The fight with a Gold Star family. Trashing Sen. John McCain’s service at every turn (and the White House covering up the U.S.S. John McCain during a Navy visit in Japan). Skipping a World War I remembrance and blaming a slight drizzle. Accepting a veteran’s Purple Heart, saying this was “much easier” than serving himself. Never being honest on his deferments during Vietnam. Falsely claiming, after basically ignoring the deaths of four soldiers in Niger — he was golfing as one of the bodies returned — that Obama didn’t call the relatives of slain troops, either. Expressing the desire to pardon troops accused of heinous war crimes.
In all this behavior, Trump has at last split the two modes of “respecting the troops” apart: One is forged by communities and families of service members, who understand that the military is the single financially viable option for certain young Americans who wouldn’t be there otherwise. The second is self-marketing by rich, connected fuckwads who pray to the god of war, appropriating real courage for idiotic cultural commentary, but would sue you for assault if you threw a milkshake at them.
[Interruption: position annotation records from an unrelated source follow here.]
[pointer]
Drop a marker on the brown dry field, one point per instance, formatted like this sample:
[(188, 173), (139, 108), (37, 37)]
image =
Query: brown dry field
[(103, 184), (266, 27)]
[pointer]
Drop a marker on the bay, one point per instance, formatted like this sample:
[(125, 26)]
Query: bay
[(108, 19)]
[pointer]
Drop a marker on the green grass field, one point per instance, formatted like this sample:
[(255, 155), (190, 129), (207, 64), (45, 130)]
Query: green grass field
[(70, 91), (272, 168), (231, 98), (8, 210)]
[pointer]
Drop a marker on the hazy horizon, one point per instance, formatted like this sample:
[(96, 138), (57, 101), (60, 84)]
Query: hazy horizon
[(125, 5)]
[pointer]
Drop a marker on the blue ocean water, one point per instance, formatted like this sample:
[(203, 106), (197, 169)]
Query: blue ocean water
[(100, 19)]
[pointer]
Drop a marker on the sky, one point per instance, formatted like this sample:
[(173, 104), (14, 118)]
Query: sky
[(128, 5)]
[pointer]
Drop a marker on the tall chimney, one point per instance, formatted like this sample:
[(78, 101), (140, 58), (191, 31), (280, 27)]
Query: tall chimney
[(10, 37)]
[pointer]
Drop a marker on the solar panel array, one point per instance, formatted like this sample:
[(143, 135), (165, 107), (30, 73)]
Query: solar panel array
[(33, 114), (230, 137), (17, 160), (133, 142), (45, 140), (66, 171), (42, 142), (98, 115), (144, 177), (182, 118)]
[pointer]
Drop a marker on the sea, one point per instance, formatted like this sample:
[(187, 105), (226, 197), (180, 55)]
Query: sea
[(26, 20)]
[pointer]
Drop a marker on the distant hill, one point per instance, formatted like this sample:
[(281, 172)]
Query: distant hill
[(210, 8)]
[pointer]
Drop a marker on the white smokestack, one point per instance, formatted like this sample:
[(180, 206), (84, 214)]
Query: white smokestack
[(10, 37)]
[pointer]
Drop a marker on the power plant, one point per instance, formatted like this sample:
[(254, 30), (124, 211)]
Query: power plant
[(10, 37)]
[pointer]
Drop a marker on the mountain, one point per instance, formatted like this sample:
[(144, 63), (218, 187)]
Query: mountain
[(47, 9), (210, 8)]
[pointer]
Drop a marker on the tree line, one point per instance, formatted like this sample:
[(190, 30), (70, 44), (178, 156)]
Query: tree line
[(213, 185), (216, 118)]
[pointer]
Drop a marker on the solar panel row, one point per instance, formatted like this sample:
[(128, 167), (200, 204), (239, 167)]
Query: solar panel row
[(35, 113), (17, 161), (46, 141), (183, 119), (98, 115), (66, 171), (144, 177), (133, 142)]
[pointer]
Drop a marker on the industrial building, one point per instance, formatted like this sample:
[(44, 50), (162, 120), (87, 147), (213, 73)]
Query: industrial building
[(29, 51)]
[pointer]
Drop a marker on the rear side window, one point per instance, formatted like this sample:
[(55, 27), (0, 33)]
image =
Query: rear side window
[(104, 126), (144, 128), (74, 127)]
To judge by his waning support among active-duty troops, these people have little doubt as to which Trump is peddling.
A redditor in law enforcement says it best in a post on r/AskAnAmerican, replying to a foreigner baffled by our respect infatuation: It’s a way “to pat ourselves on the back for our ‘support’ of the ‘brave men and women’ when we ourselves haven’t really sacrificed anything,” they write. “When we under-fund healthcare for veterans, or ignore a Vietnam vet begging for change on the street, or send boys into Iraq without adequate humvee armoring, the fact that we criticized [Kaepernick] kneeling makes us feel like we really do support the troops.”
You hope that the hollowness of this rhetoric means it cannot last. Even then, it’s bound to take new shapes — it’s too useful for ideologues who want to frame pacifism as weak or shameful. Resistance to U.S. interventionism is concern, in part, for the sovereignty of different nations, but likewise for the safety and lives of our own troops, and the hawks have to spin that fact away from any debate on military deployment.
Worse, these warmongers are then in the position of acting as if sending troops into harm’s way is the greatest sign of respect there is. It’s merely a comfort, of course, to those who already safe. You may bestow every honor upon the dead, but they will never know.